Our proposed algorithm PTMClust consists of a generative model, which captures the hidden relationship between the factors that influence the PTM mapping process, and an algorithm to infer the values of the hidden variables and parameters. It includes a background model to account for spurious data. The input to PTMClust is obtained using a blind PTM search method [e.g. SIMS or InsPecT Tanner )]. It consists of a list of modified peptides with the following attributes: peptide sequence, measured modification mass and estimated position of the modification along the peptide sequence (modification position). The output of PTMClust for each input peptide consists of a cluster assignment, a corrected modification position and a corrected modification mass. The identity of the modified amino acid for each peptide can be obtained from its peptide sequence and modification position. A key component of our algorithm is the model selection method that selects the appropriate number of clusters by adjusting the model complexity ‘control knob’ α. Using the labels of real and decoy peptides, we defined rate of detection (RD) as the number of real peptides that are not assigned to the background model, divided by the total number of real peptides.
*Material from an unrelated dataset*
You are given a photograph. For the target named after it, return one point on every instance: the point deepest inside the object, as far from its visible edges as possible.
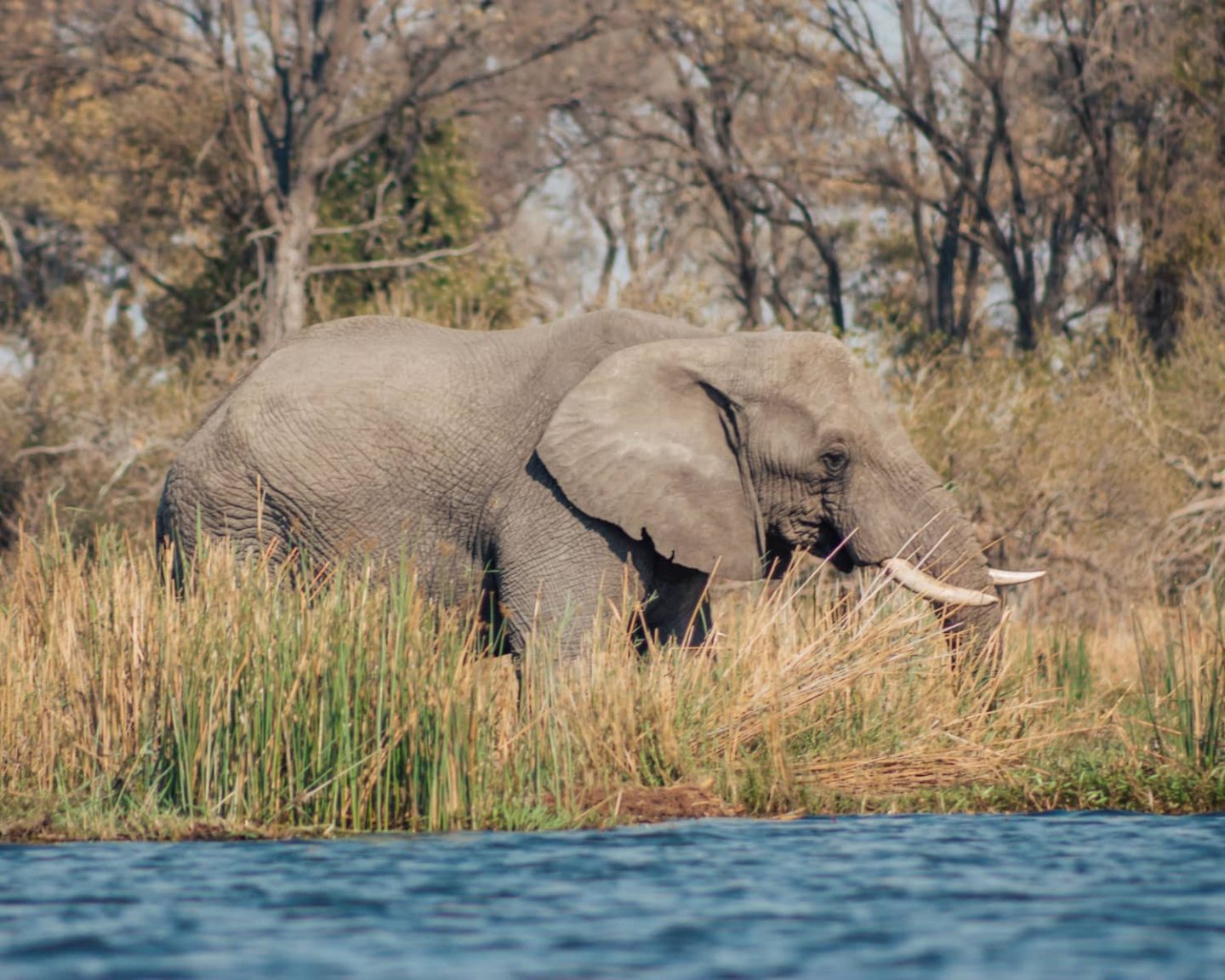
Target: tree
(311, 87)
Similarly, we defined rate of false detection (RFD) as the number of decoy peptides that are not assigned to the background model, divided by the total number of decoy peptides. A setting for α was chosen by weighing the tradeoff between the number of decoy peptides allowed and the number of real peptides detected, as described below.

2.1 A generative model for finding PTM groups

By accounting for combinatorial interactions between hidden variables that play a role in the protein modification process, our generative probability model aims to describe how each PTM observation is generated. For a given PTM type (PTM group), the observed modification mass is assumed to be a noisy version of the expected (mean) modification mass, and the modified amino acid is chosen from a distribution over amino acids that may be modified in that type. For example, modifications occur primarily on serine (S) and threonine (T) for phosphorylation. For a given peptide, the true modification position is assumed to be chosen uniformly among occurrences of that amino acid in the peptide. Finally, the observed modification position is assumed to be a noisy version of the true position. Below, we described the components of our model: the probability of choosing each PTM type, the probability of choosing each amino acid to be the modified amino acid given the PTM type, the probability of the true modification position given the modified amino acid and the uncertainty in the observed modification mass and modification position. We then introduce an algorithm for learning the model parameters and inferring the hidden (latent) variables from the input data. Once a model is learned, we can refine the modification for each input peptide sequence by inferring its most likely PTM group, true modification mass and true modification position. The structural relationships between the variables are shown by the Bayesian network in Figure 2. It describes the model for one input peptide and is repeated for N inputs, as indicated by the plate notation (box in the figure).

Fig. 2.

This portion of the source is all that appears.